Dolar endeksi yükseliyor. Dövize ihtiyaç çok. Bu nedenle doların hızın kesmek zor.

BATININ HAMLELERİ

Batı ekonomimizi kontrol altına alarak bize bir ders vermek ve kendi rotasına çekmek istiyor. Bu anlamda bir kuşatma da söz konusu. Elbette bunu biz elverişli kıldık .Üretim ekonomisi yerine tüketen ekonomiyi yarattık ve batının eline koz verdik.
Batının yapabileceği birçok şey var:
*Zarrab davası ile siyasileri sıkıştırmak. Bu nedenle 26 Kasım tarihi önemli bir tarih.
*Başta Almanya olmak üzere Türkiye dışında bulundan bize ait paraları dondurabilir. Hermes kredilerinin durdurulması bir işaret zaten.
*Kredi derecelendirme kuruluşları olumsuz not değerlendirmeleri yapabilecek.
*Türkiye’ye artık yabancı yatırımcı gelmiyor. Sıcak para gelmiyor. Likiditenin önü daha da kesilerek bizi daha da zor duruma düşürmek isteyebilirler.

TOPLUMSAL HEZEYAN

Ekonominin içinde bulunduğu kriz ve bu krizin daha da derinleşecek olması karşısında toplumsal hezeyanlar olabilir.
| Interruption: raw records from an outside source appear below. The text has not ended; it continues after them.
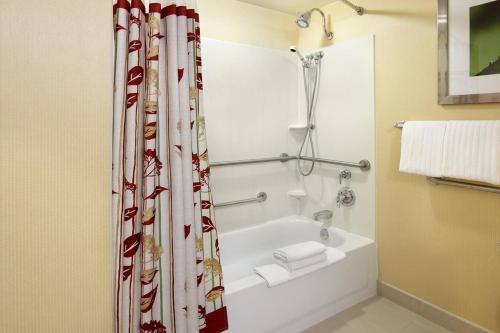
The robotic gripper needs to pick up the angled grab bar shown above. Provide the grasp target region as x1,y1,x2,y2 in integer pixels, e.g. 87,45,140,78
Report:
214,192,267,208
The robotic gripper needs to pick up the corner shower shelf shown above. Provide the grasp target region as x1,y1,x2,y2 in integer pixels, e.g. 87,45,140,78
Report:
288,124,307,131
287,189,307,199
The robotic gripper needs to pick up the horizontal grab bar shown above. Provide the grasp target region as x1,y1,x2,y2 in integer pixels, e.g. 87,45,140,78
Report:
210,153,371,171
214,192,267,208
394,120,500,194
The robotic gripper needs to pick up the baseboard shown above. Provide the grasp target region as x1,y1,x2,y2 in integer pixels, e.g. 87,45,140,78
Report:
377,281,494,333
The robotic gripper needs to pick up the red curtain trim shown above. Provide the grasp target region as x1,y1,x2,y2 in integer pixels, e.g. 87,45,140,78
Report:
113,0,200,22
200,306,228,333
113,0,146,14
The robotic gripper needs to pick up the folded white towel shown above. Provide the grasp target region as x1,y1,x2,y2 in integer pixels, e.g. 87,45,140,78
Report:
274,252,327,272
273,241,326,262
254,247,346,287
443,120,500,185
399,121,446,177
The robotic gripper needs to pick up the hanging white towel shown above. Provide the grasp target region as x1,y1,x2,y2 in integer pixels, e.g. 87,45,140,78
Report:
399,121,446,177
274,252,327,272
254,247,346,287
443,120,500,185
273,241,326,262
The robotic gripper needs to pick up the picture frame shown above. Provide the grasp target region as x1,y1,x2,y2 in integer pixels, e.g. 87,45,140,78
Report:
437,0,500,105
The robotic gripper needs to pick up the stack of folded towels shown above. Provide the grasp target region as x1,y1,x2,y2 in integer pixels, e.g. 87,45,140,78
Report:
254,241,346,287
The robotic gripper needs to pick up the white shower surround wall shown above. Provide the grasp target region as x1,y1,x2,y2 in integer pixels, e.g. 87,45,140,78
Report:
202,36,377,333
219,216,377,333
202,39,298,231
202,36,375,239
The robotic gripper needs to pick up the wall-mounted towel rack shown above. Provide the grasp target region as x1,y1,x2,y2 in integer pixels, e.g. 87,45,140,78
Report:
210,153,371,171
214,192,267,208
394,120,500,194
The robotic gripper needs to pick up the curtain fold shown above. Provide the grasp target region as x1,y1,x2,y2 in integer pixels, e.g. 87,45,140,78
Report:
113,0,227,333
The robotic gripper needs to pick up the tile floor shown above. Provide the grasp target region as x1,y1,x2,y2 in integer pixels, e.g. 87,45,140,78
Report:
304,296,451,333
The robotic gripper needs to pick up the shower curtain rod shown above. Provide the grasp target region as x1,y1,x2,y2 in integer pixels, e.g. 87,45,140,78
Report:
210,153,371,171
340,0,365,15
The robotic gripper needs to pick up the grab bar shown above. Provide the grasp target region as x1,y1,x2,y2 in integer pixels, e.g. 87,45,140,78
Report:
210,153,371,171
394,120,500,194
214,192,267,208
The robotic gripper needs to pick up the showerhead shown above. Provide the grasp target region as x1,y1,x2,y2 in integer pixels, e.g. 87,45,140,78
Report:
295,11,311,29
295,8,333,39
290,45,305,62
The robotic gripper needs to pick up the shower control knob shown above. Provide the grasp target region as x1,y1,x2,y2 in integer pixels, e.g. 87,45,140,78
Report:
337,186,356,208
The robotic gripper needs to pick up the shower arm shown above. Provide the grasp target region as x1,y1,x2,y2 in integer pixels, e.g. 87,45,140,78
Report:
309,8,333,40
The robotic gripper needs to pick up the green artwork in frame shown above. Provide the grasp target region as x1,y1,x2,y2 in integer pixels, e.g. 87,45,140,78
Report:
469,0,500,76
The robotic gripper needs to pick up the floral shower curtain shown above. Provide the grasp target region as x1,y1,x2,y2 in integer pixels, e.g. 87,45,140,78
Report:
113,0,227,333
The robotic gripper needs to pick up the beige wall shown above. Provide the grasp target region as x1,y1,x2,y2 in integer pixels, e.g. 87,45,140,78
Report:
198,0,299,50
0,0,113,333
300,0,500,332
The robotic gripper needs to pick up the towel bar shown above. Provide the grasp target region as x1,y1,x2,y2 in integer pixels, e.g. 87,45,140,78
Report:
394,120,500,194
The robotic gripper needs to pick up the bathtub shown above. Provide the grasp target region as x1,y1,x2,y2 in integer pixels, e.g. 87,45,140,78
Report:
219,216,377,333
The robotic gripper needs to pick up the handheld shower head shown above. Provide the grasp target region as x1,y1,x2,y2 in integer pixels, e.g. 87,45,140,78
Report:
290,45,305,62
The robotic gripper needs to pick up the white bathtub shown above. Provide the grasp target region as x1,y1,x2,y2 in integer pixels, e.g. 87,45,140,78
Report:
219,216,377,333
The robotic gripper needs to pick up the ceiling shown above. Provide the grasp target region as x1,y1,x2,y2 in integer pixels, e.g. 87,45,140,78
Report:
234,0,335,15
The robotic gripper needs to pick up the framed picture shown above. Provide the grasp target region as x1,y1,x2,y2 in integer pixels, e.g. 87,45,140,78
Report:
438,0,500,104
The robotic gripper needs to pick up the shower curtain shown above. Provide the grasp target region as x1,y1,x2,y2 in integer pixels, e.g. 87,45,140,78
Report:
112,0,227,333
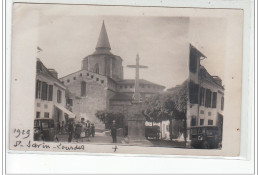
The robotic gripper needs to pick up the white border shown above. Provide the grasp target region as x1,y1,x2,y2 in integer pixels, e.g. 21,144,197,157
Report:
5,0,254,174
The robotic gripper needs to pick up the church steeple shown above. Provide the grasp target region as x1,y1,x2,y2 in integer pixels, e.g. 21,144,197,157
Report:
96,20,111,50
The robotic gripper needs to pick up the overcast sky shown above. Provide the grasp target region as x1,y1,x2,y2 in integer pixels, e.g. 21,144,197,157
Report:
13,6,226,88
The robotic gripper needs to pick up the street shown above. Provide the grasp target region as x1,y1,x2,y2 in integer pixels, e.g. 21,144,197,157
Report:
57,132,185,148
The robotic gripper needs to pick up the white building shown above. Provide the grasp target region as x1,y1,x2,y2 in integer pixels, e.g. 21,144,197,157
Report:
187,45,224,139
35,59,75,127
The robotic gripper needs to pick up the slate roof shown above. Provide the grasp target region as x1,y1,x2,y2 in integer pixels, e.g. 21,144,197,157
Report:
36,58,64,86
96,21,111,50
110,92,132,101
199,66,224,89
117,79,165,88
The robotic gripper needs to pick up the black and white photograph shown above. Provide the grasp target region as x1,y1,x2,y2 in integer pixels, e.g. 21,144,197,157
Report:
10,3,243,156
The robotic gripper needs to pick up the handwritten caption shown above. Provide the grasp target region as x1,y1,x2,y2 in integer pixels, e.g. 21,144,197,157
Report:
13,129,85,151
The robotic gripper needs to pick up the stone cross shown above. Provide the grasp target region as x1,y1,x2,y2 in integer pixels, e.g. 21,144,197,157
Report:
127,54,148,102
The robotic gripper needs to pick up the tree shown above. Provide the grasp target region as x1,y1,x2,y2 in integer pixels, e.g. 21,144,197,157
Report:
143,81,188,142
95,110,125,128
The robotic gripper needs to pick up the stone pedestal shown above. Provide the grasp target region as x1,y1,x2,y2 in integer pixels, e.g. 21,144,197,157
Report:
124,103,152,146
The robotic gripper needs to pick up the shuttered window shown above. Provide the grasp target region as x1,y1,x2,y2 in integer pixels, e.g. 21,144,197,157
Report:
221,97,224,111
200,87,205,106
81,81,86,97
36,80,42,98
41,82,48,100
205,89,212,108
57,90,62,103
212,92,217,108
190,51,198,73
190,117,197,126
48,85,53,101
189,82,199,104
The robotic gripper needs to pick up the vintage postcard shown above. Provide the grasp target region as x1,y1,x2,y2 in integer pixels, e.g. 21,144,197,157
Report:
9,3,243,156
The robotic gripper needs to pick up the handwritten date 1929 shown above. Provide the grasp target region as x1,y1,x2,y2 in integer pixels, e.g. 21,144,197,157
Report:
14,129,30,139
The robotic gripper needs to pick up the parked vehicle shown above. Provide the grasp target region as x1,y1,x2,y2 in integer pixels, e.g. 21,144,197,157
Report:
145,126,160,140
190,126,222,149
34,119,55,141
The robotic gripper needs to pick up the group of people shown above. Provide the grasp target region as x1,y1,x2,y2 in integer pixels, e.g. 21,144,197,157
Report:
68,120,95,142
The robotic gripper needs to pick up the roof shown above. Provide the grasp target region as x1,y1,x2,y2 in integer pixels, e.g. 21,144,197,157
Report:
36,58,63,85
199,66,224,89
117,79,165,88
96,21,111,51
190,44,207,58
91,49,114,56
110,92,133,101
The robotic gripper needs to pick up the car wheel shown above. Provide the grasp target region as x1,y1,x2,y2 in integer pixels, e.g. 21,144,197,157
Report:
202,141,209,149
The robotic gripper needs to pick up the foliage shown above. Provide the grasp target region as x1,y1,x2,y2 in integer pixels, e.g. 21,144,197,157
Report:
144,81,188,122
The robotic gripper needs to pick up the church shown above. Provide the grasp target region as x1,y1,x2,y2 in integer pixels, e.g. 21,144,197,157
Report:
60,21,165,129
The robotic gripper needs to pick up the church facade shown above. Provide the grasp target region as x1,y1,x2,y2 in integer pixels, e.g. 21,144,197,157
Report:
60,22,165,129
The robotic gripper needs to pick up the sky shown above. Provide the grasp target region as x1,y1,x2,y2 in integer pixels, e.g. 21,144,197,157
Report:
13,3,226,88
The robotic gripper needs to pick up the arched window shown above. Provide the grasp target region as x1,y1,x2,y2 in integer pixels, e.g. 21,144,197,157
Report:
221,97,224,111
94,63,99,74
190,116,197,126
80,81,86,97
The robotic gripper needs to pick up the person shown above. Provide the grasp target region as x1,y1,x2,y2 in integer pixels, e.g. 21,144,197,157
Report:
90,123,95,137
86,120,90,141
61,121,64,134
111,120,117,143
68,121,74,142
57,122,60,134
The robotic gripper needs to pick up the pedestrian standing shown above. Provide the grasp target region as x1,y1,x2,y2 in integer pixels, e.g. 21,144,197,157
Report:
111,120,117,143
86,120,90,141
68,122,74,142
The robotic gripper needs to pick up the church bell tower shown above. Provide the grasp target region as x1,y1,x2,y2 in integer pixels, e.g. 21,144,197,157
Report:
82,21,123,80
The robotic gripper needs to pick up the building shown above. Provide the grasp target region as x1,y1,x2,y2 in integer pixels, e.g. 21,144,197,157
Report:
60,22,165,128
187,45,224,139
35,59,75,127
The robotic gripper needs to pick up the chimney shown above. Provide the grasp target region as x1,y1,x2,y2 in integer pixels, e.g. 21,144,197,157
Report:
212,76,222,86
48,69,58,78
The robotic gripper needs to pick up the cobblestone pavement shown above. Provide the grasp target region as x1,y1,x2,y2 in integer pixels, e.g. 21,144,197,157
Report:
57,132,185,148
57,133,123,144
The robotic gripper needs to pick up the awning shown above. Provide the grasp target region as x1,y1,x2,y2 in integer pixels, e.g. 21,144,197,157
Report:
55,104,76,118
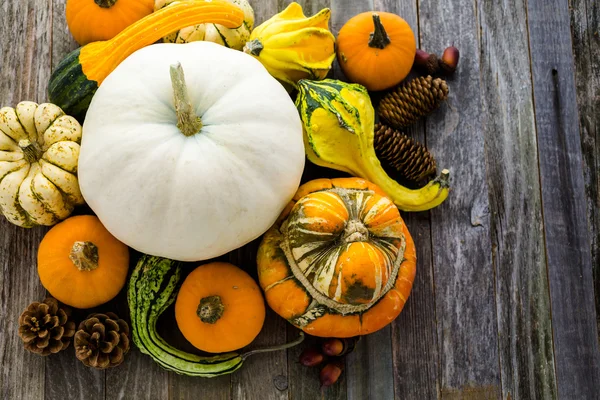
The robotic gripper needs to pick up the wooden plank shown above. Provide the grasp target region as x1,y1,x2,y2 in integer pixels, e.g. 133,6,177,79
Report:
229,239,288,400
375,0,439,399
571,0,600,336
0,0,52,400
527,0,600,399
45,352,105,400
478,0,557,399
419,0,501,398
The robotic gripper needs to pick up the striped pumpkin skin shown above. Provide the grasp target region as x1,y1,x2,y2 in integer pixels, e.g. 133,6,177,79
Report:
257,178,416,337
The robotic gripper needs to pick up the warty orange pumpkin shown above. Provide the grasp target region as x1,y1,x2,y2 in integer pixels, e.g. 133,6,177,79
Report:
337,11,417,90
175,262,265,353
66,0,154,46
257,178,416,337
38,215,129,308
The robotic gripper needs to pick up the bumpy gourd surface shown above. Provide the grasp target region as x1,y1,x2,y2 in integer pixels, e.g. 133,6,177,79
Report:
0,101,83,227
258,178,416,337
79,42,304,261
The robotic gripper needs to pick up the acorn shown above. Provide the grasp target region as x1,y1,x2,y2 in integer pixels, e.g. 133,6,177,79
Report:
414,49,440,75
321,336,360,357
319,359,344,387
300,348,325,367
439,46,460,74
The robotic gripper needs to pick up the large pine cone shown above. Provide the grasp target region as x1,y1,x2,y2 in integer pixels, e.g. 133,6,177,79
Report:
75,312,129,369
377,76,448,129
374,124,435,183
19,297,75,356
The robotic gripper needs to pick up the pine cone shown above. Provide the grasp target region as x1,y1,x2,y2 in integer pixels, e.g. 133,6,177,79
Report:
19,297,75,356
374,124,435,183
75,312,129,369
377,75,448,129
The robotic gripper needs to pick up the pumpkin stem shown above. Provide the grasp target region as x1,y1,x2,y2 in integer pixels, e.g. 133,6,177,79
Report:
342,219,369,243
241,331,304,360
369,14,391,49
196,296,225,324
94,0,117,8
171,63,202,136
69,241,98,271
244,39,264,57
19,139,42,163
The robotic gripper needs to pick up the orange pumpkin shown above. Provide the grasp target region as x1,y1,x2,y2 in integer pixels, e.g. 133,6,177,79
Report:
66,0,154,46
38,215,129,308
175,262,265,353
257,178,416,337
337,11,417,90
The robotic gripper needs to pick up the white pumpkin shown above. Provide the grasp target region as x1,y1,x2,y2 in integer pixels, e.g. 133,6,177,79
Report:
154,0,254,50
0,101,84,228
79,42,304,261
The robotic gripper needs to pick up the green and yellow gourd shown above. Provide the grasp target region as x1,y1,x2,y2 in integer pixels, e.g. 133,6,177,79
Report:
48,0,244,121
244,2,335,90
127,255,304,378
296,79,450,211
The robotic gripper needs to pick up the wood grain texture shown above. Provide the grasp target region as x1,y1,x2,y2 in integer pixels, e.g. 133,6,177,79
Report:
0,0,52,400
527,0,600,399
477,0,557,399
419,0,501,398
51,0,79,70
374,0,439,399
570,0,600,336
40,352,105,400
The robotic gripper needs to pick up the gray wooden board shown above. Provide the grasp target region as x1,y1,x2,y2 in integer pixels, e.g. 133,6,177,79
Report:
527,0,600,399
419,0,501,398
477,0,557,399
374,0,446,399
0,0,52,400
0,0,600,400
571,0,600,335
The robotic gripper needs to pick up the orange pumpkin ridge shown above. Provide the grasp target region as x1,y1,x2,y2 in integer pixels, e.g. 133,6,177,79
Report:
175,262,265,353
257,178,416,337
66,0,154,46
38,215,129,308
337,11,417,90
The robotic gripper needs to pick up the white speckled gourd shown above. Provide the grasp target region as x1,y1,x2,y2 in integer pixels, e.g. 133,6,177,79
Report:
154,0,254,50
0,101,84,228
79,42,305,261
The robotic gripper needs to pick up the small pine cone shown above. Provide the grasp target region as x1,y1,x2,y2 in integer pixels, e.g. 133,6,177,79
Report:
19,297,75,356
75,312,129,369
374,124,435,183
377,75,448,129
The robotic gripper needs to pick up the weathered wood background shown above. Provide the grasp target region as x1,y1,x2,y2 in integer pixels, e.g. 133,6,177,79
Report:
0,0,600,400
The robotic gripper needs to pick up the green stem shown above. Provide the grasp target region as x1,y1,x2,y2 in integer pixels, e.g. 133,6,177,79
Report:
369,14,391,49
19,139,42,163
94,0,117,8
196,296,225,324
171,63,202,137
69,241,98,271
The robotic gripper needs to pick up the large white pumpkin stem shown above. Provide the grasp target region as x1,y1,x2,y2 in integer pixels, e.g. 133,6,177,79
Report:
171,63,202,136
Bu nedenle ülkeyi yönetenlerin çok dikkatli olması ve toplumsal tepkilere akıllı çözümler getirmesi gerekiyor.
OHAL’in uygulama kapsamının daraltılması ve ekonomik tedbirlerin OHAL kapsamında alınmamasının uygun olacağını söylemek sanırız yanlış olmaz.

BİRLİK VE BERABERLİK

Birlik ve beraberlik zamanı. Kardeşçe ve birçok siyasi farklılıkları göz ardı ederek tehlikede olan ülkenin bekası ortak paydasında birbirimizi severek, anlayışlı, vicdanlı, adaletli,ehil bir yönetim oluşturmalıyız...
Yoksa? O zaman şunu söylemek gerekiyor: “Tehlikelerin farkında değiliz.”